Experimental program
Comparison scheme
Effect test

Embodiment 1

[0066] Weigh 0.075g emulsifier sodium lauryl sulfate and 0.1g Tween-20 and dissolve in 12.5g deionized water to obtain emulsifier aqueous solution; weigh 0.0005g AIE-13 molecule and dissolve 0.04g n-hexadecane and 0.5g In the mixed solution of divinylbenzene, the oil phase solution is obtained; the emulsifier aqueous solution is added to the oil phase solution, and the coarse emulsion is obtained after stirring and pre-emulsified; the container containing the coarse emulsion is placed in an ice-water bath, and the power Ultrasound at 400W for 9 minutes to prepare a stable monomer miniemulsion; add 0.025g of potassium persulfate to the monomer miniemulsion, pass nitrogen to remove oxygen, raise the temperature to 70°C, and react for 5 hours under the protection of nitrogen to obtain AIE Polymer Nanoparticle Emulsion.

[0067] The Z-average particle diameter of the cross-linked AIE polymer nanoparticles measured by a dynamic light scattering nanometer is 50nm, and the PDI is 0.0...

Embodiment 2

[0076] Weigh 0.15g emulsifier sodium dodecylbenzene sulfonate and dissolve it in 12.5g deionized water to obtain emulsifier aqueous solution; weigh 0.003g AIE-1 molecule and 0.03g azobisisoheptanonitrile and dissolve it in 0.2g alkane, 1.75g ​​ethylene glycol dimethacrylate and 0.75g styrene mixed solution to obtain an oil phase solution; add the emulsifier aqueous solution to the oil phase solution, and make a rough emulsion after stirring and pre-emulsifying; Place the container with the coarse emulsion in an ice-water bath, and use an ultrasonic wave with a power of 200W for 15 minutes to obtain a stable monomer fine emulsion; pass nitrogen to deoxygenate, raise the temperature to 65°C, and react for 10 hours under the protection of nitrogen to obtain AIE Polymer Nanoparticle Emulsion.
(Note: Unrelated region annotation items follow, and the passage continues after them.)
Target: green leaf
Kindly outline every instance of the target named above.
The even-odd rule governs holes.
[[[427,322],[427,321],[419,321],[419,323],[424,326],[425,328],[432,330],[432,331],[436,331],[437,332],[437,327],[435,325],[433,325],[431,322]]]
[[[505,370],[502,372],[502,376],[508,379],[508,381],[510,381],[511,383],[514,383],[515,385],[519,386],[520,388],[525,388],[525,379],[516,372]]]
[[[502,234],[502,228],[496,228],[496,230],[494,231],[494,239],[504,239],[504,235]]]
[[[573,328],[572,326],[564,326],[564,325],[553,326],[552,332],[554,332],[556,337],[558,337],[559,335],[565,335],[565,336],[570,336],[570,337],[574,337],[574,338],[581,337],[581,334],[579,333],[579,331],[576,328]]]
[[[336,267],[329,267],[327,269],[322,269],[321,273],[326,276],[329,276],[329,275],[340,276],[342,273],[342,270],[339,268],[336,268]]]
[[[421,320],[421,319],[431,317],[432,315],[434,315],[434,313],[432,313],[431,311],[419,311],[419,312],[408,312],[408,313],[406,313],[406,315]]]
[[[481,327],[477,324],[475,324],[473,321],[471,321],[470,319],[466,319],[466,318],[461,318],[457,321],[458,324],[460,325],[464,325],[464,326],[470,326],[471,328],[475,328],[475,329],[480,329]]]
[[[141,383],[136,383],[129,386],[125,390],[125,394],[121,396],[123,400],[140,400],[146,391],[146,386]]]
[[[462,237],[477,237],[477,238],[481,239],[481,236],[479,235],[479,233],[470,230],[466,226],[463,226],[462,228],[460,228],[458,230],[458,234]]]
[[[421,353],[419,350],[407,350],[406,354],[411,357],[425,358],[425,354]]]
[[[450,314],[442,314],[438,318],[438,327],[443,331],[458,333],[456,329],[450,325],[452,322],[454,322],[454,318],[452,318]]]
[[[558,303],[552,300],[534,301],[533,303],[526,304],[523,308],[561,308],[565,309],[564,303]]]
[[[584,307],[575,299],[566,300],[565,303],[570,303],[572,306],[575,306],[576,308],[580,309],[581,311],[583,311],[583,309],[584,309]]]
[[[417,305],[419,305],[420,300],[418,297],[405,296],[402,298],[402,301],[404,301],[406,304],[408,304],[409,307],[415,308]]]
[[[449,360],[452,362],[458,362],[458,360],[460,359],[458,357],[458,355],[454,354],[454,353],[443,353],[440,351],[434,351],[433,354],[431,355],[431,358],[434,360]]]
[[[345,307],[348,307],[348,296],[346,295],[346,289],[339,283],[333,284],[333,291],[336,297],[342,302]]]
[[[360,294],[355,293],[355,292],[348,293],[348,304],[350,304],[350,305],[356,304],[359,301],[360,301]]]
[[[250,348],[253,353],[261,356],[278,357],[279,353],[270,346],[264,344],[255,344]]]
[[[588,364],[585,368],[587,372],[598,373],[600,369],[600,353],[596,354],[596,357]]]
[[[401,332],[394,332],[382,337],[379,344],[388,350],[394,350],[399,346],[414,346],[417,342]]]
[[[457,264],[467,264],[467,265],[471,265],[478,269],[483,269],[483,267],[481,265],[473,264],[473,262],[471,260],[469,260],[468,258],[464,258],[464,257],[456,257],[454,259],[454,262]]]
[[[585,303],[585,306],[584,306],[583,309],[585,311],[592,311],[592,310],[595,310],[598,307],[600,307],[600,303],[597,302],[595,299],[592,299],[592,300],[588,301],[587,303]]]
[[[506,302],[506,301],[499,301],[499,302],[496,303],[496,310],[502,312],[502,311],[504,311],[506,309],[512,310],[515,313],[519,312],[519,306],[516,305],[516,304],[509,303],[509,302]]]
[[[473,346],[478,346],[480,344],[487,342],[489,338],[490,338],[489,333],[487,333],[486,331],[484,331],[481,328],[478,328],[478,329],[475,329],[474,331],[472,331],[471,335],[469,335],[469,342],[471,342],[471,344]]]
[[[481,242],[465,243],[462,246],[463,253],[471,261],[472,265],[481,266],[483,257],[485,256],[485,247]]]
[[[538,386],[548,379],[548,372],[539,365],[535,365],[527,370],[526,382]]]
[0077] The Z-average particle diameter of the AIE polymer nanoparticles measured by a dynamic light scattering nanometer is 70nm, and the PDI is 0.091. The gel rate of the AIE polymer nano...

Embodiment 3

[0081] Weigh 0.06g emulsifier hexadecyltrimethylammonium bromide and dissolve it in 12.5g deionized water to obtain emulsifier aqueous solution; weigh 0.004g AIE-2 molecule and 0.04g azobisisobutyronitrile and dissolve it in 0.12g alkane, 1g of neopentyl glycol dimethacrylate and 1g of methyl methacrylate in a mixed solution to obtain an oil phase solution; the emulsifier aqueous solution is added to the oil phase solution, and a rough emulsion is obtained after pre-emulsification by stirring; Place the container containing the coarse emulsion in an ice-water bath, and use an ultrasonic wave with a power of 380W for 12 minutes to prepare a stable monomer fine emulsion; pass nitrogen to deoxygenate, raise the temperature to 65°C, and react for 10 hours under nitrogen protection. Prepare AIE polymer nanoparticle emulsion.

[0082] The Z-average particle diameter of the AIE polymer nanoparticles measured by a dynamic light scattering nanometer is 80 nm, and the PDI is 0.051. The...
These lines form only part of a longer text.